1.3.2.4 Duplicate Check

The Duplicate Check processor provides a simple way of checking for duplicate values across either one or many attributes.

Use the Duplicate Check to identify any duplicate values that may cause a problem for a data migration (for example, in key attributes), or as an initial check for duplicate records in the data.

The following table describes the configuration options:

Configuration Description

Inputs

Specify all attributes that you want to consider in the duplicate check. Records will be identified as duplicates if they are the same in all input attributes.

Options

Specify the following options:

  • Consider all no data as duplicates?: drives whether or not values that have no data in all attributes are considered as duplicates. Possible values: Yes/No. Default value: Yes.

  • Ignore case?: drives whether or not the duplicate check should be case sensitive. Possible values: Yes/No. Default value: No.

Outputs

Describes any data attribute or flag attribute outputs.

Data Attributes

None.

Flags

The following flag is output:

  • DateTypeValid: indicates which data passes the Data Type Check. Possible values are Y or N.

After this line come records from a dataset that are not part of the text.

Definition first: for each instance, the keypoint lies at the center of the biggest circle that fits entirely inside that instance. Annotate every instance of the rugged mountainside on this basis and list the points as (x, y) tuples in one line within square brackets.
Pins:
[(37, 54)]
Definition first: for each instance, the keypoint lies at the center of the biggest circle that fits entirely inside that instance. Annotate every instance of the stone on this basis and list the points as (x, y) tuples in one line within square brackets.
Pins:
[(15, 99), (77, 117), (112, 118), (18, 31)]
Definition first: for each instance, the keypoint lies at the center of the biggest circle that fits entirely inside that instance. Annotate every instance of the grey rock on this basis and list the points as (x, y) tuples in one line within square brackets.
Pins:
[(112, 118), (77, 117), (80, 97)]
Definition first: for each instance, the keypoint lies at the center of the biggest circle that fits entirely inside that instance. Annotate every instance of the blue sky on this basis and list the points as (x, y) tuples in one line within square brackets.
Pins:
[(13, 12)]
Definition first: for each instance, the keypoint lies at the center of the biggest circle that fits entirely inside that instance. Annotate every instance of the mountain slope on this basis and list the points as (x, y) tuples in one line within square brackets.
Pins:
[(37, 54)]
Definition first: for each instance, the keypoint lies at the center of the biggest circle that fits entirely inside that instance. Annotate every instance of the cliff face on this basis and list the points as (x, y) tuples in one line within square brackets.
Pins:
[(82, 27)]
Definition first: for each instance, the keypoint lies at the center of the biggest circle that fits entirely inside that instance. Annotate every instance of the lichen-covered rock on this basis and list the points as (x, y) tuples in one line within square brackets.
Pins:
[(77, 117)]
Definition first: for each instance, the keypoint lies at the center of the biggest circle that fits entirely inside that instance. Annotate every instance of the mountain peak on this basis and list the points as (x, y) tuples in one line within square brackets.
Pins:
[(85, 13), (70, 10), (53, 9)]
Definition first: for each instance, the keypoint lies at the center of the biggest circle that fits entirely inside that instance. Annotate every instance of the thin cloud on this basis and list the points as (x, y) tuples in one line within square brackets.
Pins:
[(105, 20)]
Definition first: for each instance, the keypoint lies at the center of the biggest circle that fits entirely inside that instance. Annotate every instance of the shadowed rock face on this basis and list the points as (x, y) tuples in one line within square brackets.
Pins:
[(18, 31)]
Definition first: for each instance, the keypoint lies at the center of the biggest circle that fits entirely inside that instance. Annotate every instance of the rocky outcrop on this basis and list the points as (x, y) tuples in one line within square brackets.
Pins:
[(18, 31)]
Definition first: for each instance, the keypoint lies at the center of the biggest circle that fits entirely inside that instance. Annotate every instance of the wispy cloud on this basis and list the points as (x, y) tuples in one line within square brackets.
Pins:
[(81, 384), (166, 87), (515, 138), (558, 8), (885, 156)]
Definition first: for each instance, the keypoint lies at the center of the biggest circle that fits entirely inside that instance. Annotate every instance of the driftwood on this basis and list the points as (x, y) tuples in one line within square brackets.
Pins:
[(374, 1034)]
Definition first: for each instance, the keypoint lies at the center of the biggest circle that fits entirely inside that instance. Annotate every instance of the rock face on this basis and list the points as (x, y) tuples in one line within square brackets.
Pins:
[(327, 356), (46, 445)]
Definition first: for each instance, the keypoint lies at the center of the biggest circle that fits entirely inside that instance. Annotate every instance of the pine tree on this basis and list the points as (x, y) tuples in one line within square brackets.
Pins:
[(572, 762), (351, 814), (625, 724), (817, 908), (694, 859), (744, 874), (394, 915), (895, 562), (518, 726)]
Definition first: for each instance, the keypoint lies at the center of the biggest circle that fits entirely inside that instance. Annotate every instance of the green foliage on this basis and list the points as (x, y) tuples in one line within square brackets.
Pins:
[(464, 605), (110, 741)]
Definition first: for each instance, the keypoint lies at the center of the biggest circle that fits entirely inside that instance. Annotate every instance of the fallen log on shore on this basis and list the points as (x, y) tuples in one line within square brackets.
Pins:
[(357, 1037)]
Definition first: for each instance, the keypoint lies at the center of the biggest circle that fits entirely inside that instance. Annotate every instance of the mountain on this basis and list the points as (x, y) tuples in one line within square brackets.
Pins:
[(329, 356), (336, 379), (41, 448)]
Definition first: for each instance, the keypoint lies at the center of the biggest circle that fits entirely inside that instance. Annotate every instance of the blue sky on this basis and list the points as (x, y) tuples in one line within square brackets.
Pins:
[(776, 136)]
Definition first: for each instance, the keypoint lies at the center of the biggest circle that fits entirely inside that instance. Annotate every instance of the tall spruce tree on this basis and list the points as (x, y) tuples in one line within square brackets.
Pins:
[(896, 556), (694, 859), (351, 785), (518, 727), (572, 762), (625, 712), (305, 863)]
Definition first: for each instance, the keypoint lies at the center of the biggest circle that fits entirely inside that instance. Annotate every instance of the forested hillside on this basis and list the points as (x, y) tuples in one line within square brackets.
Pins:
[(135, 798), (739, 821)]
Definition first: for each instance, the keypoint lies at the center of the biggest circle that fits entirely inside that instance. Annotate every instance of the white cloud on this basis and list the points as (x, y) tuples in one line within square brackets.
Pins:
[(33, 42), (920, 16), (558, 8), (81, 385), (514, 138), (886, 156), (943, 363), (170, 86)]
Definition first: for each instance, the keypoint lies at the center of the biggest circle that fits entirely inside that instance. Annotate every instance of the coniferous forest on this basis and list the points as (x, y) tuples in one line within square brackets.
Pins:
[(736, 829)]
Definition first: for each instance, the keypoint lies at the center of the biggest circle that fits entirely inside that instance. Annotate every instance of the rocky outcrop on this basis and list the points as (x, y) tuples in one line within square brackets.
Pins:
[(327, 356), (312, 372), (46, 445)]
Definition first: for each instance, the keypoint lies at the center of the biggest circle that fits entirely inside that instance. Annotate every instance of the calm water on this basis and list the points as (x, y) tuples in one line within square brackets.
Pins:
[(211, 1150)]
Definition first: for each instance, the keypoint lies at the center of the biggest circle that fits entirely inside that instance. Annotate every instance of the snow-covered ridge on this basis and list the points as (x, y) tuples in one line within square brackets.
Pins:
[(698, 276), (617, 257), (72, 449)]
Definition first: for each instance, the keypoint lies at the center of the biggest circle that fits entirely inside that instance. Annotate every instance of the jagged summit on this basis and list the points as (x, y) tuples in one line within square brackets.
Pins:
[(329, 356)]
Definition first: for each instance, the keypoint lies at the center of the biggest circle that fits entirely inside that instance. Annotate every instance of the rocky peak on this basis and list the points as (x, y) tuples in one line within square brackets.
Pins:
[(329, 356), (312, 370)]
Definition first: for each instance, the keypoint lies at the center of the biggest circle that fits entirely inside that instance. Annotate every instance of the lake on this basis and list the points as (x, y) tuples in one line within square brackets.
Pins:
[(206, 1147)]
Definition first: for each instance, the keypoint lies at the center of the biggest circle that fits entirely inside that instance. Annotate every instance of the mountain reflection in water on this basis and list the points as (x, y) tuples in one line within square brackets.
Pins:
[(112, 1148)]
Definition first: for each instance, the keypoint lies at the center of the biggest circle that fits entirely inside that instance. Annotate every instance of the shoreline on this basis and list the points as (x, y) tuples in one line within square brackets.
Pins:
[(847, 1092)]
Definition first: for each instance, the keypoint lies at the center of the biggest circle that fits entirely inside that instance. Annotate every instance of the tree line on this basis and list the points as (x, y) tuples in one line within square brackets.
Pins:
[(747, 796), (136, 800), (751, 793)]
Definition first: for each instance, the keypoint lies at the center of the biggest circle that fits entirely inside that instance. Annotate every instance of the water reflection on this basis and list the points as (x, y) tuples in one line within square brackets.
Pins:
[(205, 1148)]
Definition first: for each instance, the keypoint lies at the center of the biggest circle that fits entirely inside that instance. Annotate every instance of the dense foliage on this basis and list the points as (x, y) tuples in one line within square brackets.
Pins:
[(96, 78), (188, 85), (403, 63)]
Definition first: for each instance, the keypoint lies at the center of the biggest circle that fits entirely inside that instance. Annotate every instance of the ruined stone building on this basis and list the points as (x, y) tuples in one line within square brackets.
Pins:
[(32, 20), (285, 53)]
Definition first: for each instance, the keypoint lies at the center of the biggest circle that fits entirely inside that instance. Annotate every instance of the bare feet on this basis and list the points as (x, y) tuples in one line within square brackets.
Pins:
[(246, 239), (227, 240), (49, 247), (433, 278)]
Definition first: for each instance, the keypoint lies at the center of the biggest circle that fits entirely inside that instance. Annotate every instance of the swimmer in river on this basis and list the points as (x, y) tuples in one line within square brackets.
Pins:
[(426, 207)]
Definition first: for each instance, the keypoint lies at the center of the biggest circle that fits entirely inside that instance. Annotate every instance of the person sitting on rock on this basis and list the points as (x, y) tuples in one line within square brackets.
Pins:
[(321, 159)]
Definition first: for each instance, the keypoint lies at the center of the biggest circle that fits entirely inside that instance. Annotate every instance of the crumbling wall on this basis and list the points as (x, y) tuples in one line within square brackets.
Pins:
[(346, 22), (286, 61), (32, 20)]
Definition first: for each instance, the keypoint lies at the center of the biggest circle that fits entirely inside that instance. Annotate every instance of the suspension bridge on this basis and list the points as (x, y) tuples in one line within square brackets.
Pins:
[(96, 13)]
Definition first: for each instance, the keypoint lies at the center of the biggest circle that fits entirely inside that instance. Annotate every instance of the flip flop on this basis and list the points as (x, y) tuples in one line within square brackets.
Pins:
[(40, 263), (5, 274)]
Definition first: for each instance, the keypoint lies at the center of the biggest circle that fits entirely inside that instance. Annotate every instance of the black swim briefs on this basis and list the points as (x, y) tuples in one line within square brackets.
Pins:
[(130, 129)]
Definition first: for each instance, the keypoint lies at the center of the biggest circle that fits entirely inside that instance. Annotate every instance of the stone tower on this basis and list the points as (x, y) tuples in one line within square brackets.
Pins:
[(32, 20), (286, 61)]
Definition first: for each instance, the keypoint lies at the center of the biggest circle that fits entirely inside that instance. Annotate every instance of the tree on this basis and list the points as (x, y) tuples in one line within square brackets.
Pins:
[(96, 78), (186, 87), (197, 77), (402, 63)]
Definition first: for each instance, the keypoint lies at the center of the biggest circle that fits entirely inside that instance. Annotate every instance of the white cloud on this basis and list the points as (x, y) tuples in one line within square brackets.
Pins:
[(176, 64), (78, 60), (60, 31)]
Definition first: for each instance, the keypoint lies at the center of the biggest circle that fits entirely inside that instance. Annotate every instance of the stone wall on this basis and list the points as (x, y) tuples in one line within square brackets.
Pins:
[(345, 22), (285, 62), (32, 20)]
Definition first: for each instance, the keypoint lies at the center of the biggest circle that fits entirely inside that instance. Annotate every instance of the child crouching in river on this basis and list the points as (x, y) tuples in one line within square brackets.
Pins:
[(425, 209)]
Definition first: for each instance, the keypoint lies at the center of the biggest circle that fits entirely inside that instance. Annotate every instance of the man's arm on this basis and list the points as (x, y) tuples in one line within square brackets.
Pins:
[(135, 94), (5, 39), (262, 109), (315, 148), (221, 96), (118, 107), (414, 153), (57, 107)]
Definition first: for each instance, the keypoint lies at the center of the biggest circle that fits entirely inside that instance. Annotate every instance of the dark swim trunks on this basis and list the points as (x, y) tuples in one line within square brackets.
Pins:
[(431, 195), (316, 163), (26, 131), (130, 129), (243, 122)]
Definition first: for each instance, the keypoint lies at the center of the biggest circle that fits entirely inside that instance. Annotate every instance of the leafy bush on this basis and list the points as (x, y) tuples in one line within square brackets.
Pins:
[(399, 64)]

The Duplicate Check assesses duplication across a batch of records. It must therefore run to completion before its results are available, and is not suitable for a process that requires a real time response.

When executed against a batch of transactions from a real time data source, it will finish its processing when the commit point (transaction or time limit) configured on the Read Processor is reached. The statistics returned will indicate the number of duplicates in the batch of transactions only.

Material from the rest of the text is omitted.